Hirayama vive felicemente in un eterno presente fatto di gesti e situazioni uguali, ma non identiche: non a caso fotografa tutti i giorni lo stesso albero alla stessa ora, a dimostrare che nulla è identico da un giorno all’altro, un evidente richiamo al film “Smoke” (Wayne Wang, 1995). Il suo passato è oscuro, ma qualcosa si può intravedere dalle sue abitudini, ad esempio legge un autore non facile come William Faulkner ed è quindi persona colta. Inoltre, apprendiamo gradualmente di un distacco probabilmente traumatico dalla famiglia di origine, ma tutto ciò non lo turba e tutte le mattine lo vediamo uscire con un sorriso sulle labbra per pulire i bagni pubblici di Tokyo, possibile metafora della sua capacità di scrostarsi di dosso il passato. Ma, come dice appunto Faulkner, Il passato non è morto, anzi non è mai passato (Requiem per una monaca, 1951) e così avviene ad Hirayama, con la comparsa della nipote Nina che incrina la sue abitudini, ulteriormente incrinate dall’abbandono del suo collaboratore al lavoro e dall’incontro fra la proprietaria del bar che abitualmente frequenta e l’ex marito, come se il fatto di vederla abbracciata ad un uomo e non dietro il banco fosse un drastico cambiamento. E il film si chiude su una lunga inquadratura di Hirayama al volante del suo furgoncino mentre sul suo volto si alternano il sorriso ed il pianto, a significare che, volente o nolente, egli è tornato nelle vesti di un essere umano. Che la sua felicità perenne fosse fittizia ce lo dice in effetti anche l’assonanza fra il titolo del film e la canzone di Lou Reed che Hirayama ascolta, “Perfect Day”, il cui testo parla di un giorno appunto perfetto, ma solo grazie alla compagnia dell’eroina. In definitiva, l’utopia di vivere un eterno presente si disvela con estrema chiarezza.
Nicholas Winton vive invece in preda al ricordo del passato che anche in questo caso non passa.
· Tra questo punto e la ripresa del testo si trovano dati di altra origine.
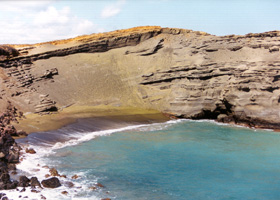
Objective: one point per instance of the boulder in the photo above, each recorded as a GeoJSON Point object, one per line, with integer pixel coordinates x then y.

Egli non riesce infatti a dimenticare di non essere riuscito a completare il suo tentativo di portare in salvo in Inghilterra tutti i bambini ebrei di Praga, minacciati dall’incombente invasione della Cecoslovacchia da parte dei nazisti, nonostante fosse riuscito a salvarne più di 600. Per sua fortuna la vicenda viene a conoscenza dei conduttori di un programma della BBC (non a caso intitolato “That’s Life”: Questa è la Vita) che riescono a fargli incontrare in una puntata gran parte degli (ex)bambini da lui salvati, ora adulti felicemente sposati e con figli. Questo incontro rappresenta per Winton la presa di coscienza del bene che è riuscito a fare nell’unica vita ("One Life") che gli è stata concessa e lo riconcilia con i fantasmi del passato.
Come possiamo allora rapportarci con il passato ed il presente? A parte le ovvie differenze nella vita dei singoli individui, il presente, seppur fugace o addirittura inesistente come insegna Henri Bergson, è l’aspetto più importante della vita; se non si vive bene l’hic et nunc il qui ed ora, non si può essere felici, come ricorda Wislawa Szymborska nell’incipit della sua poesia “Disattenzione”:
Ieri mi sono comportata male nel cosmo
Ho passato tutto il giorno senza fare domande
Senza stupirmi di niente.
Ho svolto attività quotidiane
Come se ciò fosse tutto dovuto...
Ma il passato è necessario, senza di esso non è possibile interpretare il presente e costruire un futuro ed ecco infatti come Søren Kierkegaard ce lo ricorda Vivere nel ricordo è il modo più compiuto di vita che si possa immaginare; il ricordo sazia più di tutta la realtà e ha una certezza che nessuna realtà possiede. E quindi sta a noi trovare il giusto equilibrio nel vedere il passato, vivere il presente e naturalmente programmare il futuro.